Directors always operate under their overriding fiduciary duty to act honestly and in good faith and their duty to exercise skill, diligence and care. However, specific duties and potential liabilities arise in the context of any possible insolvency. In particular, whenever questions arise about the solvency of a company, it is necessary to ensure that the company does not:
- Unfairly incur new debts and obligations which it will not be able to meet; or
- Engage in transactions which further prejudice its ability to meet its obligations.
As under the old Act, the court can impose personal liability on directors, officers and others for continuing to trade fraudulently or in reckless disregard of whether the company is able to meet its liabilities. The Act also prohibits specified transactions where a company does not satisfy various prescribed solvency tests. Directors who authorize any such transaction are exposed to personal liability. They therefore need to be able to:
- Recognize those transactions which are prohibited unless the relevant solvency test is met;
- Ensure that the appropriate solvency test is properly applied; and
- Take all available steps to minimize their own exposure to personal liability.
Unless the company can pass the relevant solvency test, the Act prohibits certain transactions. These are:
a) Making a payment to purchase, redeem or otherwise acquire the company's own shares;
b) Reducing the stated capital, except for the purpose of declaring its stated capital to be reduced by an amount that is not represented by realizable assets;
c) Paying a dividend;
d) Providing financial assistance (including loans and guarantees):
e) Paying to a shareholder any sum ordered in an action commenced to remedy "oppression".

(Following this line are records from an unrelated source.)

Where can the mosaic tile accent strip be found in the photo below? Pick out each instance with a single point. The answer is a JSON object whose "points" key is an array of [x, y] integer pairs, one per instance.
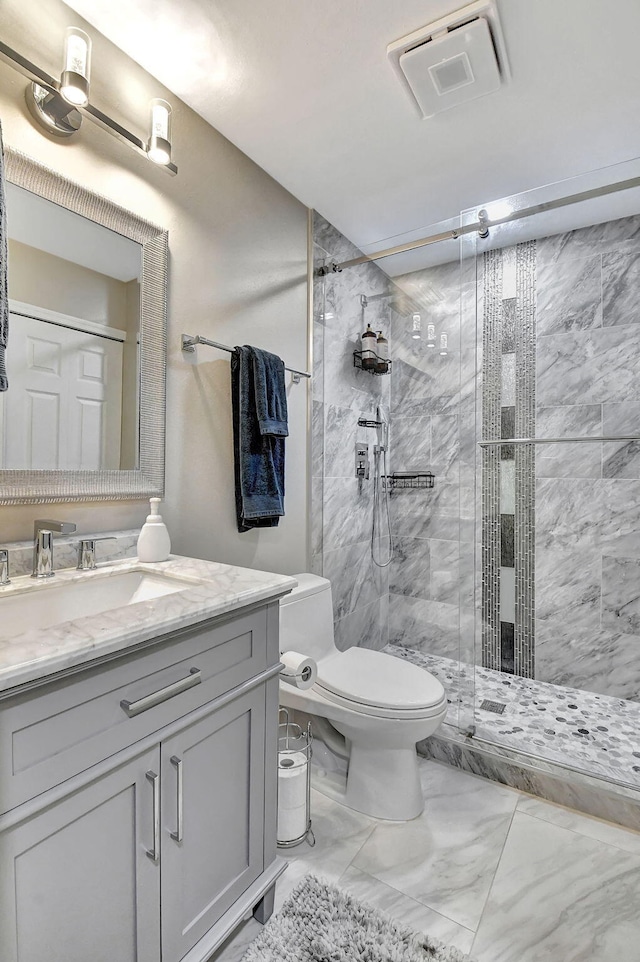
{"points": [[524, 533], [491, 430]]}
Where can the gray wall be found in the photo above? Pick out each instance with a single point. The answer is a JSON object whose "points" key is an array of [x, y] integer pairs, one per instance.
{"points": [[238, 274]]}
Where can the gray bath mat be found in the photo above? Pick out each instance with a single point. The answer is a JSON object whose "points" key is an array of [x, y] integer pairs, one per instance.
{"points": [[319, 923]]}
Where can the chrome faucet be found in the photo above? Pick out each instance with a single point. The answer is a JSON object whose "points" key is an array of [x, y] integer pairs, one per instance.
{"points": [[43, 531], [4, 567]]}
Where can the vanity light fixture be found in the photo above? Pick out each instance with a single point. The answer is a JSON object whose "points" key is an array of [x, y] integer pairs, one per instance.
{"points": [[76, 68], [159, 150], [60, 106]]}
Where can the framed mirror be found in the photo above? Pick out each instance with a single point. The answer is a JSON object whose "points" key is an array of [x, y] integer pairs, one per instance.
{"points": [[83, 418]]}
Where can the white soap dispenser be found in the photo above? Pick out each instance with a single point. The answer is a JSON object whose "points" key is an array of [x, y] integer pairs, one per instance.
{"points": [[154, 543]]}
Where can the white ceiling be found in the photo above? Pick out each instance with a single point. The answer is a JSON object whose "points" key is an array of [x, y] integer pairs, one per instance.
{"points": [[306, 90]]}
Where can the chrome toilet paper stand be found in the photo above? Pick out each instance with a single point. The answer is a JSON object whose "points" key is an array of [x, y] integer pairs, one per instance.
{"points": [[292, 739]]}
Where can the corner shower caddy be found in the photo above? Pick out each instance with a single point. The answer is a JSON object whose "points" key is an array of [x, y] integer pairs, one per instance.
{"points": [[409, 479], [357, 362]]}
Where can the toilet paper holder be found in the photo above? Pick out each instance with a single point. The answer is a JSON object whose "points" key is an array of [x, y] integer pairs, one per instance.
{"points": [[294, 774]]}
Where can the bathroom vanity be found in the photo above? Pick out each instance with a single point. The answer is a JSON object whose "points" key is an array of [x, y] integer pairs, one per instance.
{"points": [[138, 763]]}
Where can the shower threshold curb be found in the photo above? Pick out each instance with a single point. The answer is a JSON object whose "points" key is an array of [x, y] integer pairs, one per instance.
{"points": [[553, 782]]}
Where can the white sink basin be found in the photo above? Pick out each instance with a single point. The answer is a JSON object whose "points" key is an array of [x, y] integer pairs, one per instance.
{"points": [[42, 605]]}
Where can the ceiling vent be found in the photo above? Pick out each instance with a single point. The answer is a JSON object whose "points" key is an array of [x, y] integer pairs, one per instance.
{"points": [[458, 58]]}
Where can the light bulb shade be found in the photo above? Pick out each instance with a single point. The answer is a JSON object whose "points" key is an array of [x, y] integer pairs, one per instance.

- to a shareholder, director, officer or employee of the company or any associated company or to any associate of such person, or
- to anyone for the purpose of, or in connection with, the purchase of shares of the company or an affiliated company; and
Each of the solvency tests is in two parts. For example to pass the solvency test prescribed for the payment of a dividend, the company must be able, after the payment of the dividend, to meet its liabilities when they become due; and the realizable value of its assets must exceed the aggregate of its liabilities and stated capital. The first limb of each of the solvency tests is the same. However, the second varies depending upon which of the transactions is being considered. Directors need information to avoid trading while insolvent and to apply the entire range of solvency tests imposed by the Act. They should:
- See that the company's books are kept in accordance with modern accounting standards;
- Ensure that they are kept informed of the company's financial situation by an officer of the company on whom they can reasonably rely;
- Identify the key factors which could lead to insolvency; and
- Ensure that they are informed as soon as possible about changes which have occurred, or may occur, in relation to those key factors.
If a director believes that the company may be, or may become, insolvent he should also:
- Check that all steps have been taken to protect the directors by obtaining appropriate indemnities and insurance cover;
- Take immediate steps to get the information and professional advice necessary to decide whether to continue trading;
- Ensure that no specified transaction is approved unless the company passes the appropriate solvency test;
- Consider whether or not to resign, weighing the risks associated with resignation against the benefits;
- Bear in mind that he can protect himself from liability by relying in good faith on the company's financial statements represented to him by a company officer and on a report of a professional (including an attorney, accountant and appraiser); and
- Consider whether a USA can be used to protect the directors from liability.
The content of this article is intended to provide a general guide to the subject matter. Specialist advice should be sought about your specific circumstances.